The new chips on the block - Itanium and Opteron - continue to make their presence felt in the server market, although still not on the level their producers would have hoped.

Total sales of Itanium-based servers hit $472m in the first quarter, according to Gartner. Opteron server sales came in at $314m. Overall, $12.3bn worth of boxes were shipped during the quarter, Gartner said, meaning that the Itanic/Opteron combo while interesting is pretty minor. Sales of Xeon, Power, Sparc and PA-RISC systems continue to dominate the server market.

It's a bit tough to count Itanium as "new" since the chip has been haunting server customers for many years. It, however, has only been officially on the market since 2001 and has only shown signs of life in the last two years.

Sadly for HP - the main Itanic vendor - sales of systems based on Intel's 64-bit chip appear to have cooled off once again after a solid run. Worldwide Itanium server shipments reached 6,900 systems in the first quarter versus 6,450 in the same period one year again, Gartner said.

That's a much slower growth rate than the fresher Opteron chip.

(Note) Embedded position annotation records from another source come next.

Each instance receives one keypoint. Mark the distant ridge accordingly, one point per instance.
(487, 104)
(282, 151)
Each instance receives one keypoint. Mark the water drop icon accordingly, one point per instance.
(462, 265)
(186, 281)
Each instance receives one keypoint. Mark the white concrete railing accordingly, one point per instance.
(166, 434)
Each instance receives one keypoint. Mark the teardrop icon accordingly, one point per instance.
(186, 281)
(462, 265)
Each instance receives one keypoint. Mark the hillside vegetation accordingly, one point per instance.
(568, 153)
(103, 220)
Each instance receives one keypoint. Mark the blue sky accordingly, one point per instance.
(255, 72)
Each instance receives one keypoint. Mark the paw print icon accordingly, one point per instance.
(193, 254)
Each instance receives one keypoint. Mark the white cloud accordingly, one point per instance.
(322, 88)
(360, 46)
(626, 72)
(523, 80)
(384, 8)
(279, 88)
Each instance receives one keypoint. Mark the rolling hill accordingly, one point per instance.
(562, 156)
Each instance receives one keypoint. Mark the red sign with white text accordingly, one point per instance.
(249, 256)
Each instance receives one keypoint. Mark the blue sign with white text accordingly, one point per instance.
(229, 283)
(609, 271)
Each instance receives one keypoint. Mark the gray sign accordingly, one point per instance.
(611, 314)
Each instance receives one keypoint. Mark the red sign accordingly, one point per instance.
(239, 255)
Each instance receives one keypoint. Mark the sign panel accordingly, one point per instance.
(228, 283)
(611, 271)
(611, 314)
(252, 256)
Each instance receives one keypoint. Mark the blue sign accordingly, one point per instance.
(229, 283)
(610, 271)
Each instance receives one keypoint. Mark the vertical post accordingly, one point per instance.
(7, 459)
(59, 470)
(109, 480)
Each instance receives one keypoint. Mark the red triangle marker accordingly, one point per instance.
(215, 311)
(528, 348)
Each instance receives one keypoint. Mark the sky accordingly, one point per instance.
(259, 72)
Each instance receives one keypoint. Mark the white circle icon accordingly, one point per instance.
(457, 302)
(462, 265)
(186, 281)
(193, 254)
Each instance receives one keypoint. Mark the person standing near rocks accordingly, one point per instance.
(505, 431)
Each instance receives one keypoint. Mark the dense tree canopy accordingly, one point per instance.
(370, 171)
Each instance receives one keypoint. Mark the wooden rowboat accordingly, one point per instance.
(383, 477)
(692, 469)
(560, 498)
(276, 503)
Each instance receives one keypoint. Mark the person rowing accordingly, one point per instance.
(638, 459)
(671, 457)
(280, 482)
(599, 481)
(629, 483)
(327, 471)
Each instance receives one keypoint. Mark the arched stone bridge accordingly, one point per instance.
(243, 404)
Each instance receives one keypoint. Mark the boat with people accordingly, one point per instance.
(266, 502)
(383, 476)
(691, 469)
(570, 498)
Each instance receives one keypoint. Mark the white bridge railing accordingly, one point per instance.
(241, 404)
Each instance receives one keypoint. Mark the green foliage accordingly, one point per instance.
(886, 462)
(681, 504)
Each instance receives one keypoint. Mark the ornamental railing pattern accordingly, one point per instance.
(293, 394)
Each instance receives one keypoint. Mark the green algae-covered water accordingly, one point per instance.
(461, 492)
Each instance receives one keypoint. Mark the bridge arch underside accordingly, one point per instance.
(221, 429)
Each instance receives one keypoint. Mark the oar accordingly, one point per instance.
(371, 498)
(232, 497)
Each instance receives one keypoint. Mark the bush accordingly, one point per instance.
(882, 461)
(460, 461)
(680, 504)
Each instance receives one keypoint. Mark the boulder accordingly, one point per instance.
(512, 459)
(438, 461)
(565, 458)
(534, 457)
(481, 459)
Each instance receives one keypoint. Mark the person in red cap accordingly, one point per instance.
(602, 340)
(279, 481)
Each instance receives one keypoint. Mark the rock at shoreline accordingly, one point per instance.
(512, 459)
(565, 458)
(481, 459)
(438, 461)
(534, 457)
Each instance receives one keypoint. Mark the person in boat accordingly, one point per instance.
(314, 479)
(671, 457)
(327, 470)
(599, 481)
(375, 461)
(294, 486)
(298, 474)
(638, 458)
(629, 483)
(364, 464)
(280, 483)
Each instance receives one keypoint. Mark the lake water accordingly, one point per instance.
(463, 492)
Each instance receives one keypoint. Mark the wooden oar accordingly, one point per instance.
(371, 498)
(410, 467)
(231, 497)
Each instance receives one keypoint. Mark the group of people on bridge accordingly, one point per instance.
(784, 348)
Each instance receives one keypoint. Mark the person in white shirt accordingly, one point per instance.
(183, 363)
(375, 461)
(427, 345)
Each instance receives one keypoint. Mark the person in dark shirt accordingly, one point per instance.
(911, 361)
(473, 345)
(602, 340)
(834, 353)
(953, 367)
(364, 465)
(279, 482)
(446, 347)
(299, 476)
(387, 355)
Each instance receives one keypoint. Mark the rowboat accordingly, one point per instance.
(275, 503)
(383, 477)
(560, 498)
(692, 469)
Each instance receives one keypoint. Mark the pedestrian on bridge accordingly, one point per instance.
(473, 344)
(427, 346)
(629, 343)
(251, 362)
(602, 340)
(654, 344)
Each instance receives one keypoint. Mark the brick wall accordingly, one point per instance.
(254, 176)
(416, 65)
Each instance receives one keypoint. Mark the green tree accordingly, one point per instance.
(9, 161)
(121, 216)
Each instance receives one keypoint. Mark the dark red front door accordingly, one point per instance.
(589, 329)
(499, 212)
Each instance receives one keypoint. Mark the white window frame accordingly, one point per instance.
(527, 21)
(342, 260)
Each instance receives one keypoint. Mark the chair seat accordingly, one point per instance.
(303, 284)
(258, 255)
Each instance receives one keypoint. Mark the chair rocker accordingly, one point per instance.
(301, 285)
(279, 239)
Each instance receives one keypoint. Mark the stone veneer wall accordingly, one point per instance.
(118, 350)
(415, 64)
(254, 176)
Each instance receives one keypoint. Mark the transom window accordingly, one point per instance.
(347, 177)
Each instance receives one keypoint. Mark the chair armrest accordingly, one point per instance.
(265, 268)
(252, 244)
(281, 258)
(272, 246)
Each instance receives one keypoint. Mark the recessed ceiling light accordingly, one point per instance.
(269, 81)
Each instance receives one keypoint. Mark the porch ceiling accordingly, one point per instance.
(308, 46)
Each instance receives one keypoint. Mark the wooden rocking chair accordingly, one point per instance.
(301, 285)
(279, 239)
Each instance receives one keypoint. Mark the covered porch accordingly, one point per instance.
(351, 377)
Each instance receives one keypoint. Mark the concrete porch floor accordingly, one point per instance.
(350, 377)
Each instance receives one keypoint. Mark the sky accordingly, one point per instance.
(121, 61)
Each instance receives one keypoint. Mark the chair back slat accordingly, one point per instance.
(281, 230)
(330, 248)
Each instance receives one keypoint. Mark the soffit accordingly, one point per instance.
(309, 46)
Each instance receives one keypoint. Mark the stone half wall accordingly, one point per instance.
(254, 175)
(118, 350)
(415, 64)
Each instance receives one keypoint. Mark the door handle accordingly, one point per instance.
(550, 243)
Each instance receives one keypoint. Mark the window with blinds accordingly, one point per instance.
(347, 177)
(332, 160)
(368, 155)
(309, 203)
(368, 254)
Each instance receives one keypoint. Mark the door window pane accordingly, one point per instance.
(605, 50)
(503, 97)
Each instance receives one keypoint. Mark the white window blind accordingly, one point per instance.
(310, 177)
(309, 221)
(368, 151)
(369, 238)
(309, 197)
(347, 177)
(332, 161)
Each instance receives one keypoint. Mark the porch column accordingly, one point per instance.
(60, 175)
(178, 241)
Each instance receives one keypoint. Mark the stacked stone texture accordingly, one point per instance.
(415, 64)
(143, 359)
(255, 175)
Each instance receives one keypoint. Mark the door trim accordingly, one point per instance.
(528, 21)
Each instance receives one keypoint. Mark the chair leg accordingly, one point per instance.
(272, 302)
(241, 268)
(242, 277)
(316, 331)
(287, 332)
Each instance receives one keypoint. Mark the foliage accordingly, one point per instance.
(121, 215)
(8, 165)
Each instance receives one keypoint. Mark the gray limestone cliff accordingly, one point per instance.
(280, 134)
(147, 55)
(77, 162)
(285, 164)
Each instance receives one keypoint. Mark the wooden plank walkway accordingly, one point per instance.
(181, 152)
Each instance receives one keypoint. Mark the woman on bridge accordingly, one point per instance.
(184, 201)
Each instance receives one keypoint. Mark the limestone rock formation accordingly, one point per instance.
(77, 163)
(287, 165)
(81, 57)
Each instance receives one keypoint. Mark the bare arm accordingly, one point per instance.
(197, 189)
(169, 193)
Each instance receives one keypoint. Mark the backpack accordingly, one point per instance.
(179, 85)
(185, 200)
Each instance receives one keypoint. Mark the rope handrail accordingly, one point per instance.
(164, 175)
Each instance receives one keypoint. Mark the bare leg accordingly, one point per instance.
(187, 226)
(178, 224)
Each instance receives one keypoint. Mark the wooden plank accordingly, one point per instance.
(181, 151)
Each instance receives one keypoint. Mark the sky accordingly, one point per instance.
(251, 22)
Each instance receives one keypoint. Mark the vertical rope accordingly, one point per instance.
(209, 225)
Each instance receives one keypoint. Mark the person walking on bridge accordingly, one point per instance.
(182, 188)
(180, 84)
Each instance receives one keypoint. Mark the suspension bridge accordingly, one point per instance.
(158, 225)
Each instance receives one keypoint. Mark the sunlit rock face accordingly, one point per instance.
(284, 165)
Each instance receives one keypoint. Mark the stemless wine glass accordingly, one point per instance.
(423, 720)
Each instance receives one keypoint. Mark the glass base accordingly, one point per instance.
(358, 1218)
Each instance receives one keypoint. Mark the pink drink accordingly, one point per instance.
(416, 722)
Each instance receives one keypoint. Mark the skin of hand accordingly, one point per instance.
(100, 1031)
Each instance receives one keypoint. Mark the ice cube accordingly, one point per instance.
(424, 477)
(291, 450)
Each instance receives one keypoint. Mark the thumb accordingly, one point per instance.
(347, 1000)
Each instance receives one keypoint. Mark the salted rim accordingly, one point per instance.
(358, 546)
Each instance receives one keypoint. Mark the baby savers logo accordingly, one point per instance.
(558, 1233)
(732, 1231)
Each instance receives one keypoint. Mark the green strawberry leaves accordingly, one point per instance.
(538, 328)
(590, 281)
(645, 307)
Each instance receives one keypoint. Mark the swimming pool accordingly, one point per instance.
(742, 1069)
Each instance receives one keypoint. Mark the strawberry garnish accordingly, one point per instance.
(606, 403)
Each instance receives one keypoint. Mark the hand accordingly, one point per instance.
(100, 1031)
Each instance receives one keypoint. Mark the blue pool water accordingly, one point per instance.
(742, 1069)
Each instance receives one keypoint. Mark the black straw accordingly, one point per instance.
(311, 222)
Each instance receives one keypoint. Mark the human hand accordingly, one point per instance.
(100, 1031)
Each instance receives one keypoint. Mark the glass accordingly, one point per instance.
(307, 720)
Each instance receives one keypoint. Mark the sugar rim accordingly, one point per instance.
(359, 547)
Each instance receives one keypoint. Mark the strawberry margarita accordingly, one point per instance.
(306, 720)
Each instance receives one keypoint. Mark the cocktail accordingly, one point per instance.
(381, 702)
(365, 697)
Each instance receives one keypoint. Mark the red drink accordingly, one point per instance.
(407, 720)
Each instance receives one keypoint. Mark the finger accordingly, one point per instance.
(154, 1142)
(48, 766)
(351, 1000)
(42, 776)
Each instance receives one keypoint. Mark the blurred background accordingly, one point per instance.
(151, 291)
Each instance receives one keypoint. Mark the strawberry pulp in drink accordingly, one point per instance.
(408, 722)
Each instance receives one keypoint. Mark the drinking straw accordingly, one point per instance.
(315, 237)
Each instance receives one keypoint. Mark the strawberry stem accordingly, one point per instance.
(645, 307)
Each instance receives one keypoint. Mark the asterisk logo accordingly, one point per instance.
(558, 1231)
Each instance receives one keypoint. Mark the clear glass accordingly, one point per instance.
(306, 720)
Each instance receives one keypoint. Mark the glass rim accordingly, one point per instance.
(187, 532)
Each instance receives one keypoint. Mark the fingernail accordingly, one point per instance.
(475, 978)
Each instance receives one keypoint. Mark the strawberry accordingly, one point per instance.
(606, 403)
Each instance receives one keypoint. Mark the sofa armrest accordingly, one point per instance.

AMD watched as Opteron server sales surged from 33,100 last year to 91,000 in 2005's Q1. Opteron revenue more than tripled to the $314m figure from $99m last year.

The $472m in Itanium sales was up from $287m last year. Customers are clearly buying larger, pricier Itanium systems than in the past, which is a good sign for the Itanic crowd.

HP, Sun Microsystems and IBM have all backed Opteron in a major way with Dell being the only major server vendor to ignore AMD's x86-64-bit chip. By contrast, HP is the only one of the Tier 1 vendors to throw its full weight behind Itanium, leaving the likes of SGI, Bull and NEC to complete the Itanic "ecosystem" so often referred to by Intel executives.